The word Dressage (pronounced dress-AHGE) is derived from the French verb "dresser," which simply means "to train." It has come to denote both a training method and a competitive sport. As a training method it prepares the horse for any number of disciplines, from show jumping to western reining. As a sport, competitive dressage challenges horse and rider to strive for ever greater levels of precision and harmony.
THE ART OF CLASSICAL HORSEMANSHIP
Although dressage has its roots in classical Greek horsemanship and was influenced by the knights in shining armor of the Middle Ages, it was not until the Renaissance that dressage was recognized as an important equestrian pursuit. The great riding masters of this period developed a logical training system which has changed little over the last hundred years. What has changed is the reason for the training. The European aristocrats displayed their well trained horses in elaborate equestrian pageants; today's dressage riders test their horses' ability in competition.
Dressage horses can be of any breed, sex, age, color or size. Exceptional basic paces--walk, trot and canter--together with a good temperament and sound conformation are what riders look for in a potential dressage horse. The horse should have athletic paces, be light on its feet and have the scope to take short, springy strides as well as free, long and swinging ones.
Dressage is a sport where competitors pursue the unobtainable 100%; in order to even come close, meticulous attention to detail, in addition to ability, is necessary. Marks may be out of reach because of a lack of talent, experience or technique, but they should not be thrown away for lack of preparation.

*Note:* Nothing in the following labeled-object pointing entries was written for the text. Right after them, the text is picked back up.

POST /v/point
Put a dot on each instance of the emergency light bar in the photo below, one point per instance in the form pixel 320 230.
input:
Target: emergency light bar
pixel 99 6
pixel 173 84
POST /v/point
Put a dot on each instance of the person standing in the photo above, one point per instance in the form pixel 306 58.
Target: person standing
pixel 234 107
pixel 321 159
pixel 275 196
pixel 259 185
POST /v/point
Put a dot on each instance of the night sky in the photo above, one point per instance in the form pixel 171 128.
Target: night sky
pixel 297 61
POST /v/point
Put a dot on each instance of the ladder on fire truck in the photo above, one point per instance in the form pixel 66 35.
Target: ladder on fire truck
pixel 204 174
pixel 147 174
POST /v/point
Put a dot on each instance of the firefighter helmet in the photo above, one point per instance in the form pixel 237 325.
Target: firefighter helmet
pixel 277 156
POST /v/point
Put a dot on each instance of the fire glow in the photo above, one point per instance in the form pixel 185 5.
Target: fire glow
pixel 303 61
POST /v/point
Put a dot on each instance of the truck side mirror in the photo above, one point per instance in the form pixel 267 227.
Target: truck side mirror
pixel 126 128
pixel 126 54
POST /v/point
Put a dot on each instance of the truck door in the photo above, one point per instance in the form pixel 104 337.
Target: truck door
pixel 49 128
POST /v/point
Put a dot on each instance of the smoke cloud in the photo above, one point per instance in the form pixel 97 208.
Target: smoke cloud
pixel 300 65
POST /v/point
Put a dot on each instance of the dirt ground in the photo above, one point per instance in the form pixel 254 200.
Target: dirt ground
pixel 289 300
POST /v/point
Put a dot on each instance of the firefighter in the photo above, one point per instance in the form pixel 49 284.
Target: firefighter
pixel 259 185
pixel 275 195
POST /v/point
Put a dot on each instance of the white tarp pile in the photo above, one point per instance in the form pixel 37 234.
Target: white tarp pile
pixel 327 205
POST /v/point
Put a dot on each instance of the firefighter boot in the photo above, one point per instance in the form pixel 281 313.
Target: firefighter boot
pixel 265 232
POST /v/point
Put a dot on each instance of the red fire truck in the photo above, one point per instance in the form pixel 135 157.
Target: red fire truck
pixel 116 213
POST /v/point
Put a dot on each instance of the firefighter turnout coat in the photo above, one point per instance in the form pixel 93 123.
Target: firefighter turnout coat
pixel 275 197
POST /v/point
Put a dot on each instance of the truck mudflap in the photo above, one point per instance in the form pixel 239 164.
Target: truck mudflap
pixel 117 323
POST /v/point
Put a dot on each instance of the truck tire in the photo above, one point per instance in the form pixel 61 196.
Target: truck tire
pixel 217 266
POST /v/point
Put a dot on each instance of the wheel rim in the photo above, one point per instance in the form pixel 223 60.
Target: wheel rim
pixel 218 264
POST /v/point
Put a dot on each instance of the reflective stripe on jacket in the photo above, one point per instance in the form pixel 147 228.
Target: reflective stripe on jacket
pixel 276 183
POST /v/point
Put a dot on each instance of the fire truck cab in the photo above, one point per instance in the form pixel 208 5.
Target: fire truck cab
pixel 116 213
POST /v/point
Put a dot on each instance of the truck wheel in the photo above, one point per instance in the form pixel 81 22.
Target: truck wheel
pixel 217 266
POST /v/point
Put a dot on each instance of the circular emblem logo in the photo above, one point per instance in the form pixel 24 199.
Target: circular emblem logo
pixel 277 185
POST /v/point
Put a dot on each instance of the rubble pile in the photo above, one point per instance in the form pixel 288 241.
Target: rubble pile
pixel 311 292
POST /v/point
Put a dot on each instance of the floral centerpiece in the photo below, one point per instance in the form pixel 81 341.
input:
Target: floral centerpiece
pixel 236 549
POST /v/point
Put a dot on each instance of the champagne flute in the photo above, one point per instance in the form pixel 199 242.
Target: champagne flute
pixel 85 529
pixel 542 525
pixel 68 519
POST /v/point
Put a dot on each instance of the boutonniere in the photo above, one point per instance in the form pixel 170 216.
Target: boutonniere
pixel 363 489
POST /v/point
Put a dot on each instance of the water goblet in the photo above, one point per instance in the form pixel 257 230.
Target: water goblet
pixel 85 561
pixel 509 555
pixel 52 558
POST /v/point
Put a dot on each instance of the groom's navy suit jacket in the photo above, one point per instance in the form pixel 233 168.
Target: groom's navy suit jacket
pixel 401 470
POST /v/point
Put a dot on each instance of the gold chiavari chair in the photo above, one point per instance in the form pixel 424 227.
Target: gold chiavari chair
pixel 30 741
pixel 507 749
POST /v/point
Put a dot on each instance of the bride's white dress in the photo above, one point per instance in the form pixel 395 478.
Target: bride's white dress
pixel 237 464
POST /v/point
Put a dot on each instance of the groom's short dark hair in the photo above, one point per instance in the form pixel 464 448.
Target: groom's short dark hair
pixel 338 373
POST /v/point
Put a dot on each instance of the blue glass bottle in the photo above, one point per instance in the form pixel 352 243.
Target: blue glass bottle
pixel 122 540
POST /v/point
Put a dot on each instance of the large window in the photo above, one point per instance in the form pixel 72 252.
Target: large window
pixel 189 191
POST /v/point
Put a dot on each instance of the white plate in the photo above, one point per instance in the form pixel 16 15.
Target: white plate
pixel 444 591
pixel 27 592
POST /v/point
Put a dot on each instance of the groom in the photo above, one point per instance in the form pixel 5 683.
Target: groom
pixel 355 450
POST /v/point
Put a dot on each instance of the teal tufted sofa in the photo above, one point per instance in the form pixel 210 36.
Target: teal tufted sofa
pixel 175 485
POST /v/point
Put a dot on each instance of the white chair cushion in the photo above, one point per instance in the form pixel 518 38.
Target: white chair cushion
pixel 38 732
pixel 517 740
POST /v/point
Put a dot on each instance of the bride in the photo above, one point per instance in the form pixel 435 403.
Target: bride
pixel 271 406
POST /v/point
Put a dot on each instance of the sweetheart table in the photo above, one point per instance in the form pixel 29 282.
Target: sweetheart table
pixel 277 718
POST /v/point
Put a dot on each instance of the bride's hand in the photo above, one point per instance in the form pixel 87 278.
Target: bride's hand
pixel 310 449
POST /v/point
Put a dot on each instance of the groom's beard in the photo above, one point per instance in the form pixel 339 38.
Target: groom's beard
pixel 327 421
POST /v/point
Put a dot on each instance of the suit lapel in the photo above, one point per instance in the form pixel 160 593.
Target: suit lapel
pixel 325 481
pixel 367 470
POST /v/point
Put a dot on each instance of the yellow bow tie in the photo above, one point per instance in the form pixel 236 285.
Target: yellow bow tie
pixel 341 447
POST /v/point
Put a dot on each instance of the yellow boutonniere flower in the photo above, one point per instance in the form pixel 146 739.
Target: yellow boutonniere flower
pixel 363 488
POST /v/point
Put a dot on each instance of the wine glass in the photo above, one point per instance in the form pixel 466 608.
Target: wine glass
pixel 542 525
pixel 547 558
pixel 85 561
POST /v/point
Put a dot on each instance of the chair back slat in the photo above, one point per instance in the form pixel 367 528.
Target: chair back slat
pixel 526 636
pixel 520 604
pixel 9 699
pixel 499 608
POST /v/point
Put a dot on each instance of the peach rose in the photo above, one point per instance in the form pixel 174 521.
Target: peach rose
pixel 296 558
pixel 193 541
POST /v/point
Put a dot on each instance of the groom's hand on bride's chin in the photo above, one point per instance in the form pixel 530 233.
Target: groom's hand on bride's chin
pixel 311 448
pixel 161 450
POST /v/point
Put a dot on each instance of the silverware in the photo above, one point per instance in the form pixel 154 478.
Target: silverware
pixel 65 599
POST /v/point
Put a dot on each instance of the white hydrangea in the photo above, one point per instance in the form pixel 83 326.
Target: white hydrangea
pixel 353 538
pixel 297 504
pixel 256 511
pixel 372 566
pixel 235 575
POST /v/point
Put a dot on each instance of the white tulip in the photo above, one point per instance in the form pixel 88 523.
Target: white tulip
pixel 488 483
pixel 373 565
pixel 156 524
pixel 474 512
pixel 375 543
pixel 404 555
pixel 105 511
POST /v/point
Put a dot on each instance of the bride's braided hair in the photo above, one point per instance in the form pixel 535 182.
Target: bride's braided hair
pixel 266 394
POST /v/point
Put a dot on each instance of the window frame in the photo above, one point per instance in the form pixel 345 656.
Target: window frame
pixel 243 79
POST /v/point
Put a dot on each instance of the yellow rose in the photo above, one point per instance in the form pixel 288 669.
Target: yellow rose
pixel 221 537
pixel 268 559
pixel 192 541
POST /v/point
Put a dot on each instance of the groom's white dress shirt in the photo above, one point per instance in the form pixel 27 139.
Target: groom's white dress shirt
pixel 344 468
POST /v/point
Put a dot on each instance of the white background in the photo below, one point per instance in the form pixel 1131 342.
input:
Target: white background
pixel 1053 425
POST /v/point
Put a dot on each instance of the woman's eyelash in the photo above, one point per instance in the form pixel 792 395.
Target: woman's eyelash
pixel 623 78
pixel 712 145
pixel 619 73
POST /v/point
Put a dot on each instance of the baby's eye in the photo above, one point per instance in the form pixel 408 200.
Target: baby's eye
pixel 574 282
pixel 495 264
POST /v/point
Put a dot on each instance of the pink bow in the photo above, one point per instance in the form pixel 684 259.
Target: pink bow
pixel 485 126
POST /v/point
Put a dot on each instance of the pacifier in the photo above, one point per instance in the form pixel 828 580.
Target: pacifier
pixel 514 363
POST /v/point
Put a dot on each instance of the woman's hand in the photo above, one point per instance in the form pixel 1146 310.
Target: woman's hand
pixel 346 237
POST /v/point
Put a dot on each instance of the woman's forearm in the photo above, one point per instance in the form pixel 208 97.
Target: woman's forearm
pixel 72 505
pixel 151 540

The attention to detail starts with good horsemastership. Quality veterinary care, proper feeding and an on-going training program are the foundation. Correctly fitted equipment and good grooming are also necessary ingredients. In dressage the general appearance is much more important than in other equestrian disciplines. The horse and rider which are turned out immaculately, with everything gleaming and in place, make it hard for the judge not to give the benefit of the doubt to the combination which pleases his eye. Dressage is a performance, and, as such, competitors strive to look as beautiful as nature will allow.
Competitive dressage takes place in a 20x60-meter arena, with 12 lettered markers placed at specific points along the rail. Here, horse and rider perform a designated test, a series of movements for which the arena markers serve as reference points. No one seems to know the reason for the peculiar sequence of the letters or when their use was introduced to the sport.
There are different levels of tests in "international" dressage competition. In order of difficulty, they are, the Young Rider Tests, the Prix St. Georges, Intermediaire I, Intermediaire II and Grand Prix. Within the Grand Prix level are the Grand Prix, the Grand Prix Special and the Grand Prix Freestyle--a musical ride choreographed by the rider. Although certain movements must be performed and each performance has a time limit, the competitor can create a program which suits his or her horse and is especially pleasing to the eye.
It is these International tests where we see the most spectacular movements: Piaffe, the highly collected, elevated trot in place; Passage, the suspended trot in slow-motion; Pirouette, a rhythmic turning in place at the walk and canter; Half Pass, a forward and sideways movement at the trot or canter where the horse crosses his legs; Flying Change, a skipping type movement at the canter where the horse changes lead every fourth, third, second and finally at every stride.
It is important to understand that none of these movements are tricks, all are natural and performed by the horse at play. With careful training, the horse learns to duplicate these natural movements, willingly, on command, and with grace, while accommodating the weight of the rider. The trust and harmony which makes this possible are a tribute to the rider's ability and the horse's generosity.
One to five judges, positioned at specific locations around the arena, evaluate the performance from their different perspectives. Scores are awarded on a scale of zero (not executed) to 10 (excellent) for each movement, with some particularly difficult movements earning scores that are multiplied by two.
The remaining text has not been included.